Man takes casual dress too far at Harbor View
By Janet Hefler - July 5, 2007
Perhaps Mikhail Novoselov, age 42, of Woodbury, Conn., mistook the Coach House Restaurant at Edgartown's Harbor View Hotel for a BYOL (bring your own lobster) venue. Or perhaps it was the effects of Saturday night's full moon. Whatever it was, it led to Mr. Novoselov's misunderstanding of the Harbor View dress code, which is "Vineyard casual."
On June 1, Mr.
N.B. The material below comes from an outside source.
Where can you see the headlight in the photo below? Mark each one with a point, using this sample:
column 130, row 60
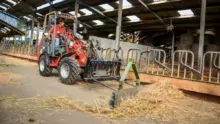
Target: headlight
column 71, row 44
Novoselov, who was intoxicated, police report, strode into the lobby of the Harbor View Hotel's Coach House, clad only in a pair of white Speedo-style briefs, flip-flops, and a floppy beach hat, clutching half of a cooked lobster with claws still banded, in one hand.
Bob Berdine and his fiancé Carolyn O'Leary, who were visiting from Buffalo, N.Y., were looking around the hotel lobby when Mr. Novoselov arrived. "I'm thinking, that's an odd get-up," Mr. Berdine laughed.
Several shocked patrons who were waiting in line for seating in the Coach House restaurant watched as Mr. Novoselov looked around the lobby a couple of times and then entered the Coach House restaurant ahead of them. "Only on the Vineyard..." one of them muttered.
Edgartown police subdue a scantily clad man who created a disturbance at the Harbor View Hotel. Photo by Tara Kenny
Mr. Berdine said it appeared as though Mr. Novoselov was in search of a culinary implement with which to open his lobster. A few minutes later, he heard one of two restaurant staff members who quickly escorted Mr. Novoselov out of the restaurant say, "Just get him the crackers, and get him out of here."
With his lobster now tucked into a plastic bag, Mr. Novoselov headed across the street from the Harbor View toward the Edgartown lighthouse. Lt. Tony Bettencourt said Edgartown police officers responded to a call around 8 pm concerning an intoxicated male wearing underwear in front of the Harbor View Hotel on North Water Street. The police officers reported that they arrived to find Mr. Novoselov allegedly exposing himself in front of the hotel, as he headed toward the Edgartown Lighthouse.
They arrested him on charges of open and gross lewdness. Mr. Novoselov was arraigned in the Edgartown District Court on Monday.
Perhaps unnerved by Saturday night's events, a few days later on Tuesday morning, someone phoned the Edgartown police to report another possible "flasher" in the same spot, across the street near the lighthouse, in front of the Harbor View Hotel.
"It turned out to be nothing," Lieutenant Bettencourt explained. "It was a person of Indian descent who was praying - and he was dressed."
Harbor View Hotel general manager Richard McAuliffe did not return a phone call requesting a comment in time for Tuesday's deadline.